The “Flight to End Polio” fundraiser has a huge helping hand from “The Bill and Melinda Gates Foundation,” which is donating $2 for each $1 pledged before, during, and after the flight. Both Rotary and The Gates Foundation are recognized as a leading force in the reduction of polio cases.

HOW YOU CAN HELP!

Fellow pilots are urged to “like” and “share” the Flight to End Polio Facebook page and make a donation to help end polio forever at www.flighttoendpolio.com.

THE AIRCRAFT

Teahen purchased his 1978 PA-32RT-300 Piper Lance in 1990. The Lance is a single-engine, low-wing retractable gear aircraft, powered by a 300 horsepower Lycoming IO-540 engine. The Lance has a cruising speed of 150 knots and a 5-hour range. Teahen installed a 165-gallon fuel tank inside the airplane to supplement the 94 gallons in the wings.

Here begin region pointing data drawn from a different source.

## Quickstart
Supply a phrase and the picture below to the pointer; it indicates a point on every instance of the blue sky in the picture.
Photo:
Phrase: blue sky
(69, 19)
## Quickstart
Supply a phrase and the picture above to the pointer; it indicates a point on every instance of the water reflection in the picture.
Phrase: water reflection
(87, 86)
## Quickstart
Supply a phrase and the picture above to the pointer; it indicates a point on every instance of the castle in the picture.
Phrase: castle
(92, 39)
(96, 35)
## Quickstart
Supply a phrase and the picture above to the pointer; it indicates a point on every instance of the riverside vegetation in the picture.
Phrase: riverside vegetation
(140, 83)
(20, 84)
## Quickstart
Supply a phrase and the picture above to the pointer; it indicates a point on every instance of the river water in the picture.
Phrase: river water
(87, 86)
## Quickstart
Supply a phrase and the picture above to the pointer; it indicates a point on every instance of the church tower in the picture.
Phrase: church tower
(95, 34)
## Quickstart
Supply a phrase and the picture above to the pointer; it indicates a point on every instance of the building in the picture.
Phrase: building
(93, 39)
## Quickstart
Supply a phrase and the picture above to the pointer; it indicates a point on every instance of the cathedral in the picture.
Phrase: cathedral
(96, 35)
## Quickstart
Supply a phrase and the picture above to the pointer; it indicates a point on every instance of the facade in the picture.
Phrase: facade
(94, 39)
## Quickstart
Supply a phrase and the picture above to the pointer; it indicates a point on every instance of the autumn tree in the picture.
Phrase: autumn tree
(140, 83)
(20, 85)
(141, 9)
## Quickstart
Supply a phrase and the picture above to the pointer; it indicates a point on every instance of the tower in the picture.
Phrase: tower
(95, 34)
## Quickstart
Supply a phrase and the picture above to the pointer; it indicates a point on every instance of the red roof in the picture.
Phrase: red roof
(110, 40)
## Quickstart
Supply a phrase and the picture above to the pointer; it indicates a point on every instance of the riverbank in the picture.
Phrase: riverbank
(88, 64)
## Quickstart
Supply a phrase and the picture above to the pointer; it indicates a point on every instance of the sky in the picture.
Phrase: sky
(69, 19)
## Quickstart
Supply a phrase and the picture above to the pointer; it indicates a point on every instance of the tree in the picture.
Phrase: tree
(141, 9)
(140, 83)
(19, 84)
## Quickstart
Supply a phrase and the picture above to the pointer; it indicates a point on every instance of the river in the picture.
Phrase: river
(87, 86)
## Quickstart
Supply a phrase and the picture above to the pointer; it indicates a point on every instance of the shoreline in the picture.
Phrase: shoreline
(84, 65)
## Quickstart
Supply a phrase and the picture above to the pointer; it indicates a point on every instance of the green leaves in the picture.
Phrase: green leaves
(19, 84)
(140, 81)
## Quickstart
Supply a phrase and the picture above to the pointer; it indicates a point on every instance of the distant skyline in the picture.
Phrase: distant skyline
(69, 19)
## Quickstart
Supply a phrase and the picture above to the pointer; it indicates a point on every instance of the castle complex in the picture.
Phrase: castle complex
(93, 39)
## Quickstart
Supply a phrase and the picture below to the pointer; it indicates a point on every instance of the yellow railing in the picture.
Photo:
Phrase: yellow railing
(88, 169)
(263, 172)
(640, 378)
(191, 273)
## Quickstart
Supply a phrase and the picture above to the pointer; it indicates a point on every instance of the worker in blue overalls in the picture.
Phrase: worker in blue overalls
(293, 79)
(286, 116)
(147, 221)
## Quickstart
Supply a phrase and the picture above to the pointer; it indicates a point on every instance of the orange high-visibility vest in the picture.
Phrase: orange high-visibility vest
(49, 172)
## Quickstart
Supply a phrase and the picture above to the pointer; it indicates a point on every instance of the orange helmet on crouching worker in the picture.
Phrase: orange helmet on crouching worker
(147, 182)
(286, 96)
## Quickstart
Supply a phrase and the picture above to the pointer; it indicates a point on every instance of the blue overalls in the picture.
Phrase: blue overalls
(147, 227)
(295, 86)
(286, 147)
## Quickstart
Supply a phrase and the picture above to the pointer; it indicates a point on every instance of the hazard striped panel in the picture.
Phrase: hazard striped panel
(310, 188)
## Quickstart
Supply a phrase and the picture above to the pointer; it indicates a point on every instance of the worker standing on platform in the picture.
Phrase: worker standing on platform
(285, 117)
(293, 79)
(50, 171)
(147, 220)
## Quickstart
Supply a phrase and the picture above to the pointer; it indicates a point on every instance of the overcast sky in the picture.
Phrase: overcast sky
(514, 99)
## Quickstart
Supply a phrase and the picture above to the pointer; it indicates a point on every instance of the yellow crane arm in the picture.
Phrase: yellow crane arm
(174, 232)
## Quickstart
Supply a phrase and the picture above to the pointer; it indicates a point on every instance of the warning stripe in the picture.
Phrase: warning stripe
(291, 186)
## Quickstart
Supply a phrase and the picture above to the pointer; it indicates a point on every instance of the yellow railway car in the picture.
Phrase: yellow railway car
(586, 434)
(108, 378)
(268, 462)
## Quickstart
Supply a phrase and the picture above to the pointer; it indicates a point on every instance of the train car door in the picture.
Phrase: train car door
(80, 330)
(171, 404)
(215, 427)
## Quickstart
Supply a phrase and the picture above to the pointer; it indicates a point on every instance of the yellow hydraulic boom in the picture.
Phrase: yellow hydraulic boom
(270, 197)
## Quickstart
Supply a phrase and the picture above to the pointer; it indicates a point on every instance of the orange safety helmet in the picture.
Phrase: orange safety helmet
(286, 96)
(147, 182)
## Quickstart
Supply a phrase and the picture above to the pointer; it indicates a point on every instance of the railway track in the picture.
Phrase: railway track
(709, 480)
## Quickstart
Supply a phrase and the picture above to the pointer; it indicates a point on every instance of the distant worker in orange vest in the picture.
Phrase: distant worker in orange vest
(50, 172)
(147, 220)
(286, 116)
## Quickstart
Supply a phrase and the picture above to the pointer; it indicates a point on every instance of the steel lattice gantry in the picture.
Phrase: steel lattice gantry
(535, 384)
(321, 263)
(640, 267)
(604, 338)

Due to the lack of aviation fuel in most parts of the world, over 50% of their fuel stops will require the pilots to hand pump fuel from 55-gallon drums that have been shipped to airports along their route in advance by train or cargo ship.

ABOUT THE PILOTS

PETER TEAHEN is president of Teahen Funeral Home in Cedar Rapids, Iowa, an author, and a mental health professional. He serves on the faculty at the University of Iowa and is the founder of the Cedar Rapids Freedom Festival.

Teahen has served in leadership roles on 67 major disasters throughout the world. He is recognized for his work on aviation disasters and is internationally known for his work in critical incident stress management and the psycho-social impact of disasters. He has served for 19 years as a national media spokesperson for the American Red Cross.

JOHN OCKENFELS maintains World War II aircraft, including his own North American Aviation T-6, a Boeing Stearman, and a Cessna 182 Skylane. Prior to his retirement, Ockenfels was the chief executive officer of City Carton Recycling, based in Iowa City, Iowa. He attended the University of Iowa and served in the United States Air Force from 1972 to 1976. For two of his four years in the Air Force, he was a crewmember onboard an AC-130 Hercules in Thailand.

Despite all the preparations, technical knowledge, and flight skill, Teahen and Ockenfels remain focused on their mission – ending polio forever! No child anywhere is safe until every child has been vaccinated. Teahen added, “Studies show that unless we end polio within 10 years, as many as 200,000 new cases could occur around the world each year.”